The country has two coal fired power stations namely; Morupule A, which is under care-and-maintenance and the struggling 600MW Morupule B.

PPADB said in state owned Daily News that it has “approved” the tender number PR 10/1/3/14-4 as per the request from procuring ministry of Minerals, Energy and Water Resources.

The request was in relation to the recommendation to award the tender for consultancy services (owners engineer) for the development of a 300MW Coal Fired Power Station (Greenfield) in Botswana in respect of Aurecom Pty at a cost of BWP 52, 000,591.23.

Equally, the PPADB approved a request by the ministry for clarification on proposed fees from Worley Parsons Resources & Energy/ Knight Piesold Consulting Joint Venture (JV), regarding the consultancy services (owners engineer) for the expansion project at Morupule Power Station Units 5 & 6 (Brownfield) Phase 3.

The Owner’s Engineer will overlook the addition of 2 more units at Morupule namely Units 5 and 6 (Brownfield).

The complex currently has 6 units after the addition of 4 units at Morupule B, which is still struggling to work at full capacity. Morupule A remains under care and maintenance and estimates have shown it would need over P1.4 billion to be brought to life.

The troubled Morupule B cost P11 billion and media reports have indicated that the second phase of the project would cost P8 billion, which will also include the refurbishment of Morupule A that was estimated could cost P1.4 billion.

The brownfield project consists of extending the existing power station by designing, financing, constructing, owning, operating and maintaining a 2 x 150MW coal fired power plant to be built at the pithead of Morupule Coal Mine.

The award of owners engineer contract will be followed by the naming of the winner of the 300MW greenfield coal fired power station contractor to an independent power producer (IPP).

Kitso Mokaila, the minister of Minerals, Energy and Water Resources, stated that two bidders remain and that PPADB will name the winner of the tender soon.

“I am happy to share with you that the ministry is making good progress towards awarding of 300MW power project to an Independent Power Producer (IPP),” Mokaila said at the Connecting Resources and Society conference held in Gaborone from 23 – 24 November 2015.
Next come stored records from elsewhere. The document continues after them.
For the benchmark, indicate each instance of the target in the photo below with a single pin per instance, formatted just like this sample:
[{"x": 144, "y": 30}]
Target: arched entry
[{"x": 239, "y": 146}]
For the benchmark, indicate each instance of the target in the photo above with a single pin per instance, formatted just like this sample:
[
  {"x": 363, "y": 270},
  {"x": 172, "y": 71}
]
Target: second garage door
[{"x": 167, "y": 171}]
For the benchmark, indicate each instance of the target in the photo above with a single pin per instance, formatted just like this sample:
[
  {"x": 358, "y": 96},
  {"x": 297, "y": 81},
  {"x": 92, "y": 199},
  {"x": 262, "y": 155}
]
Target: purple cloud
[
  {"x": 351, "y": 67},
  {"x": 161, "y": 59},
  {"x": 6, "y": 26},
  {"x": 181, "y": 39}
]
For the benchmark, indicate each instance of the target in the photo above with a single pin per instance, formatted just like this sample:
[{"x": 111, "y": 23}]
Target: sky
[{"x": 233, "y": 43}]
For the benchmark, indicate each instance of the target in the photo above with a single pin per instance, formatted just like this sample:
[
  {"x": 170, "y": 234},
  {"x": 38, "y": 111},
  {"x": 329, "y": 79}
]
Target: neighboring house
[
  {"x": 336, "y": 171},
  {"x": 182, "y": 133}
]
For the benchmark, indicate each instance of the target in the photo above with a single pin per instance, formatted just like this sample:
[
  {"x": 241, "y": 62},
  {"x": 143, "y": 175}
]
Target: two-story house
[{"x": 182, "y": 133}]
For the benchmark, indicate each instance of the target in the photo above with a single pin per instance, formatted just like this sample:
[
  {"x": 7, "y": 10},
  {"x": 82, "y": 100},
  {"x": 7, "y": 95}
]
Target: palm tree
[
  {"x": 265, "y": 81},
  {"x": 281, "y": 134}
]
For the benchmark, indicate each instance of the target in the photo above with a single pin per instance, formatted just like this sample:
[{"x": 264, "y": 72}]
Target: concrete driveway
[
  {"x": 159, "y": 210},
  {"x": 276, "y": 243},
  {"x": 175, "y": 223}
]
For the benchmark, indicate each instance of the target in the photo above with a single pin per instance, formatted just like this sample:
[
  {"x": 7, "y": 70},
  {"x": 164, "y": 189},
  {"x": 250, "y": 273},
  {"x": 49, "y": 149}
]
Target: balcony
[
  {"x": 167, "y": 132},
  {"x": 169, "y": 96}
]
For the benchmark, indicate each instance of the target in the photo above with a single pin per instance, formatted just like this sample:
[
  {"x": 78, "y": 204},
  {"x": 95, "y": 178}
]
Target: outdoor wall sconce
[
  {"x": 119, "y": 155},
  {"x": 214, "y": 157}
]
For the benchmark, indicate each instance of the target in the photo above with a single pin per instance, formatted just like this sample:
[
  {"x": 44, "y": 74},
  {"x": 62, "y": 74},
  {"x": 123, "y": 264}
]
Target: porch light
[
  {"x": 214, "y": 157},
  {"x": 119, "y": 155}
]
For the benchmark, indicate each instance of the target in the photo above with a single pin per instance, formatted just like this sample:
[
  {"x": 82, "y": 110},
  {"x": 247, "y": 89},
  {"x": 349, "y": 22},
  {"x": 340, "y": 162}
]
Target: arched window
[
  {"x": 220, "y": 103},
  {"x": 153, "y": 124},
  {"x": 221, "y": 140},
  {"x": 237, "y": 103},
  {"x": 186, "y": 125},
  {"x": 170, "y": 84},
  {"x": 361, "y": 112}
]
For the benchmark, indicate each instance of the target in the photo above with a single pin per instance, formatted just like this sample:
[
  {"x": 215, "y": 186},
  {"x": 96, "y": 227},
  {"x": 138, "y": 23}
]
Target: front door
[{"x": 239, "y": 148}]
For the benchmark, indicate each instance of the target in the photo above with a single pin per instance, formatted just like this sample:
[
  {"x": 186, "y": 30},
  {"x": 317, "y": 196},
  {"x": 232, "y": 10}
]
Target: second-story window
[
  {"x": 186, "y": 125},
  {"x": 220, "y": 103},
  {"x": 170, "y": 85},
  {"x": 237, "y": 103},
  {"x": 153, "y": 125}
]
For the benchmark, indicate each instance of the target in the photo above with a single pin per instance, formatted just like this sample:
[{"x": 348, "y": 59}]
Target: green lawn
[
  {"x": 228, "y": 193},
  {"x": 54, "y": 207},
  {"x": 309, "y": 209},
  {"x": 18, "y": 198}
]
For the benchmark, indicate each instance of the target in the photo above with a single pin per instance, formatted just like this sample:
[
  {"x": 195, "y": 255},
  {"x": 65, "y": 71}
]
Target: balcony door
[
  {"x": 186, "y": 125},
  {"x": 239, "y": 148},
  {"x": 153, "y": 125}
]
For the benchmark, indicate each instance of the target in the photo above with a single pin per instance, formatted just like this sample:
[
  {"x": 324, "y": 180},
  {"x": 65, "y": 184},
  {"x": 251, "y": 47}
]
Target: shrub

Mokaila added that the refurbishment and rehabilitation of Morupule A and B power stations has commenced to improve its availability and reliability to ensure security of power for the country. Morupule A is hoped would produce 114MW into the grid while Morupule B has 4 units each producing 150MW or 600MW combined.

The 27 year old Morupule A has not been maintained for a long time which forced government to put it under care and maintenance programme—but government was forced to revive the plant following the failure of the multibillion pula Morupule B power station.

“I hope PPADB would make a decision by Thursday next week,” he said, adding that he expects Morupule A to come on stream by the end of 2016.

Botswana needs around 600MW of power and would export the rest to the region where electricity is slowly becoming a luxury.

“So, we should be net exporter by 2018”. Botswana sits on 212 billion tones of estimated coal reserves with a number of exploration companies sitting on the sidelines awaiting government’s pronouncement on the IPP policy that would help monetise most of the resources.

Most of the explorers are now forging partnerships with South African energy companies in a bid to be considered for the South African Coal Base Load IPP programme. Already, a company like Shumba Energy has an agreement in place with Mulilo Renewable Project Developments (Pty) Ltd to jointly develop of the Mabesekwa Export Independent Power Plant (MEIPP) at the Mabesekwa Coal Project.